我俯身將人安置軟鋪上,礙於虛張聲勢不能半途而廢,我只得逼自己沉住氣,並不急著退開身子,也無意草率放過不知好歹的獵物,「底氣不足,先生還是莫要難為自己為好。」

「……」文司宥的沉默顯得這回我倆的對峙不再雞同鴨講,可我慶幸不起來,甚至有些懷念起方才的對牛彈琴,還我單純的文先生啊!

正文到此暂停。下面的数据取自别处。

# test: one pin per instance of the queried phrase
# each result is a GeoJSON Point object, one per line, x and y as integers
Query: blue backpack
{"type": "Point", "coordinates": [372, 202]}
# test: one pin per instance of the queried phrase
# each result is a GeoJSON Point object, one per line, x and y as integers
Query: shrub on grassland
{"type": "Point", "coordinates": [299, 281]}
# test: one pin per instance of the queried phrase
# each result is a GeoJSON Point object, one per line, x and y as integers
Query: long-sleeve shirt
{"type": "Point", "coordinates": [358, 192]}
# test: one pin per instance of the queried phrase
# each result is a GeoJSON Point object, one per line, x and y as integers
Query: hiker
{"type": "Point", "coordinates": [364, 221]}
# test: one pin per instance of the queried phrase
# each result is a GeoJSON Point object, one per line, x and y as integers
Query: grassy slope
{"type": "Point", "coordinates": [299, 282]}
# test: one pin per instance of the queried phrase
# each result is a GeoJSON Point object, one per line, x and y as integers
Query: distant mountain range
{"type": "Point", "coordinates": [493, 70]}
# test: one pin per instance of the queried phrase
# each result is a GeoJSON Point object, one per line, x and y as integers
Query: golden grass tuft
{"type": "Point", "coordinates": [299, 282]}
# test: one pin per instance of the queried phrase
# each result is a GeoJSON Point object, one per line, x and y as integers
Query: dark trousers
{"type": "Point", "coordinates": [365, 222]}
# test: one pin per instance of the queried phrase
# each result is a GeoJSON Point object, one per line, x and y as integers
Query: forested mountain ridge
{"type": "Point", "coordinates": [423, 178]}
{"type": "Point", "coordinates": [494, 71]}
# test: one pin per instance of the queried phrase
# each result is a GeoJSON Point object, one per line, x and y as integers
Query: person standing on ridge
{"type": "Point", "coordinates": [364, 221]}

「……花家主所言不無道理。」文司宥難得有被我懟到無語的時候,瞧著竟有幾分……喂,不至於這般沮喪吧?!「是文某不知輕重。」

「別這樣……」你這樣怪可憐的,到底讓我於心不忍啊!輸給我竟是如此奇恥大辱嗎!

「可因禍得福。」正當我情緒輕易被文司宥給左右時,他見縫插針道,「花家主之舉無不表露心熱與體貼,倒令文某恍然大悟,若星辰觸手可及,興許便是如圈我腳踝的溫度,炙熱而熨帖。」

我一怔,終究是……拿文先生一點辦法都沒有。

於是只得折衷服軟一半,我嘴角劃過無可奈何的一絲笑,「星辰始終常伴霽月。我一直都在呢,先生。」我終於退讓了作勢欺壓的身子,本就做做樣子罷了,便順勢側躺回文司宥的枕邊,「安心睡吧,先生。」

「如此,甚好。」文司宥無意間流露安於一隅的淺哂,許是折騰了半宿,大抵是真的累了,半晌便逐漸呼吸勻長,再無聲息。

不一會兒,只剩我一人與屋裡的寂靜並存。

我安靜須臾,本以為會就此夜不能寐,結果學著文司宥闔眼傾聽枕邊人輕而緩的安睡氣息,不知不覺竟……睡意朦朧。

所以說,文司宥興許是有幾成奇術天分在身上的。

總有本事出乎我意料,令我防不勝防,待我察覺淪陷時便為時已晚──

運籌帷幄也不過如此,注定令我為之傾倒。